2.3. Systematic Review Protocol and Registration

We registered the protocol in the PROSPERO International Prospective Register of Systematic Reviews. The registration number is CRD42022299259.

2.4. Data Extraction

In an effort to eliminate potential bias, the search was conducted by three separate researchers. The data collected from the studies included the study design, patient demographics, clinical characteristics, and measured outcomes, which were then compared and evaluated among the three individuals. In instances of disagreement, a discussion and voting process were utilized to arrive at a consensus.
Study quality and risk of bias were evaluated by two independent researchers using the Effective Public Health Practice Project (EPHPP) Quality Assessment Tool for Quantitative Studies [15]. The EPHPP is composed of eight domains, which include analysis, withdrawals and dropouts, data collection practices, selection bias, intervention integrity, blinding, and confounders. Two domains (analysis and intervention integrity) are descriptive and were not used for global rating. For the remaining 6 domains, each domain is rated as weak (1 point), moderate (2 points), or strong (3 points) and the overall quality of a trial is rated as low, moderate, or strong.

2.5. Data Analysis

The study’s effect and mean weight were visualized using forest plots and odds ratios (OR) with 95% confidence intervals (95% CIs). The I2 statistic was employed to assess heterogeneity. According to the Cochrane Handbook for Systematic Reviews of Interventions, an I2 value of 0 indicates no observed heterogeneity, I2 values from 50–75% represent moderate heterogeneity, and I2 values > 75% indicate high heterogeneity. A random-effects model is used when there is heterogeneity between studies, as confirmed by a Cochran’s Q test p-value of 0.1 or an I2 of more than 50%. A fixed-effects model was preferred in all other cases. Subgroup analysis was used to investigate sources of heterogeneity. The effectiveness of GnRHa on each specific infertile population was reported in meta-analyses of subset data. Sensitive analysis was performed with the presence of publication bias investigated by Egger’s asymmetric test. We analyzed data using R software (version 4.2.2; R Foundation for Statistical Computing; Vienna, Austria), with a two-sided p-value of <0.05 considered statistical significance.

3. Results

3.1. Literature Search and Study Selection

A total of 1349 articles were identified from the databases through a systematic search in combination with a manual search of relevant citations (Figure 1).

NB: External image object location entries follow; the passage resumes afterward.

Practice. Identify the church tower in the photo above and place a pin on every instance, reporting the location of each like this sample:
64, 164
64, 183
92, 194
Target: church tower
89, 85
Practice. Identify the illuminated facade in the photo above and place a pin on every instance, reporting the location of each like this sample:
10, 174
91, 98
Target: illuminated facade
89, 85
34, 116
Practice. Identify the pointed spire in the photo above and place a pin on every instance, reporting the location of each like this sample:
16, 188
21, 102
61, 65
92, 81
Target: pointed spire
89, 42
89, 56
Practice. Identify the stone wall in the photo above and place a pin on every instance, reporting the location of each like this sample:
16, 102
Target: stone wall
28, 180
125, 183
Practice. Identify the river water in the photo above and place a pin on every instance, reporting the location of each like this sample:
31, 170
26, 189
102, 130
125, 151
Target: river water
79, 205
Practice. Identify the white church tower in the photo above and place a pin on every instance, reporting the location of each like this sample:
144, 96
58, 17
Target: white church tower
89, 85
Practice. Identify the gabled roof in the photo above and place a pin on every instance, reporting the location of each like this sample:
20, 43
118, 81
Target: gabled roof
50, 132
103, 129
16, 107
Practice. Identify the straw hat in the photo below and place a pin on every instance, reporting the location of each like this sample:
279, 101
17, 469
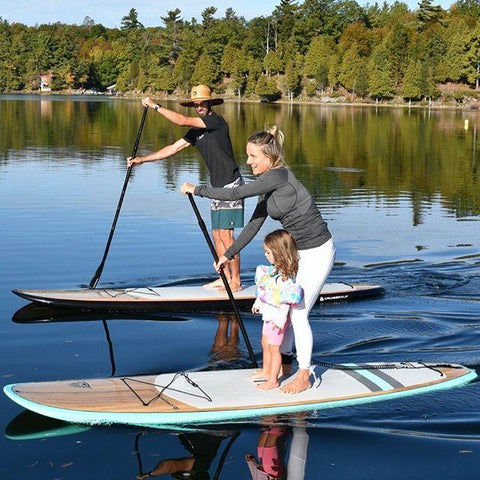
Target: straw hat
201, 93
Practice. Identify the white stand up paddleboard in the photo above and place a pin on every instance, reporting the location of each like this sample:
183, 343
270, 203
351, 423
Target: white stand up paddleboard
178, 298
213, 396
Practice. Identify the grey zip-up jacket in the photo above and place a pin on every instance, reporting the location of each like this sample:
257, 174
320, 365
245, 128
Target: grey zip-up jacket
282, 197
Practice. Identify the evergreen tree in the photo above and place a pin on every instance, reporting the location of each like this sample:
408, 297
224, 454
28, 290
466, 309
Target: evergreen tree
266, 87
284, 16
380, 74
130, 21
319, 58
427, 14
412, 82
205, 71
472, 67
171, 21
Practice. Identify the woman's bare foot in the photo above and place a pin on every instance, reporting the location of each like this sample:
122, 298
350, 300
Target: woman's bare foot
216, 284
268, 385
259, 375
299, 384
234, 287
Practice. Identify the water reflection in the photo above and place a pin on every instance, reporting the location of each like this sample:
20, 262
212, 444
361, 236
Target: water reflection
202, 448
272, 462
336, 151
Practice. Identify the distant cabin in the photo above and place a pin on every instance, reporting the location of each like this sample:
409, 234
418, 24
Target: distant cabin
46, 82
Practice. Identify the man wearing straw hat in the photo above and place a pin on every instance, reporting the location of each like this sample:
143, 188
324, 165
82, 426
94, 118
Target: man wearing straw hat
209, 132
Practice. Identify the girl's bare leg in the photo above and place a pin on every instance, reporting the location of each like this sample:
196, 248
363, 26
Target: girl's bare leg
275, 365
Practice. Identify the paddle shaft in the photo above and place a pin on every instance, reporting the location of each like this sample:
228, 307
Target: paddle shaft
203, 227
98, 273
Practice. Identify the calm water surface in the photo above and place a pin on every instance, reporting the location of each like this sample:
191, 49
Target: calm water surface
401, 193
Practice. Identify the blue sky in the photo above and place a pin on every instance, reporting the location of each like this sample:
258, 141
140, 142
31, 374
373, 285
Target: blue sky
110, 13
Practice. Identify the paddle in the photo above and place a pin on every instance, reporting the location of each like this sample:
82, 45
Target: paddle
203, 227
96, 277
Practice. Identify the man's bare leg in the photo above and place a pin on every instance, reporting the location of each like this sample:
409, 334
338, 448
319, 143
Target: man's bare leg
220, 249
227, 240
224, 239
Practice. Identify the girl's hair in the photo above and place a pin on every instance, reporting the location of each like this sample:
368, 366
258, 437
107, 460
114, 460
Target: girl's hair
284, 252
271, 142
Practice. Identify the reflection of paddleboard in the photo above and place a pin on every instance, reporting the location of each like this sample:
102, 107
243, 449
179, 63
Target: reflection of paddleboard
199, 397
38, 313
174, 298
31, 426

Next, articles remaining after deduplication were screened for their titles and abstracts. Of these articles, 1290 were excluded due to duplication (n = 66), irrelevancy as detected by automation tools (n = 39), and manual screening (n = 1185). Fifty-nine papers remained for the eligibility assessment. Another 18 publications were further excluded because they did not include the outcome of interest (n = 1); reported pituitary suppression prior to IVF/ICSI cycles (n = 2) or GnRHa administration for luteal support (n = 7); or were preprints (n = 7), conference papers (n = 5), and a review (n = 1). Finally, 41 studies met our inclusion criteria for a systematic review (Table 1) and were pooled in the meta-analyses.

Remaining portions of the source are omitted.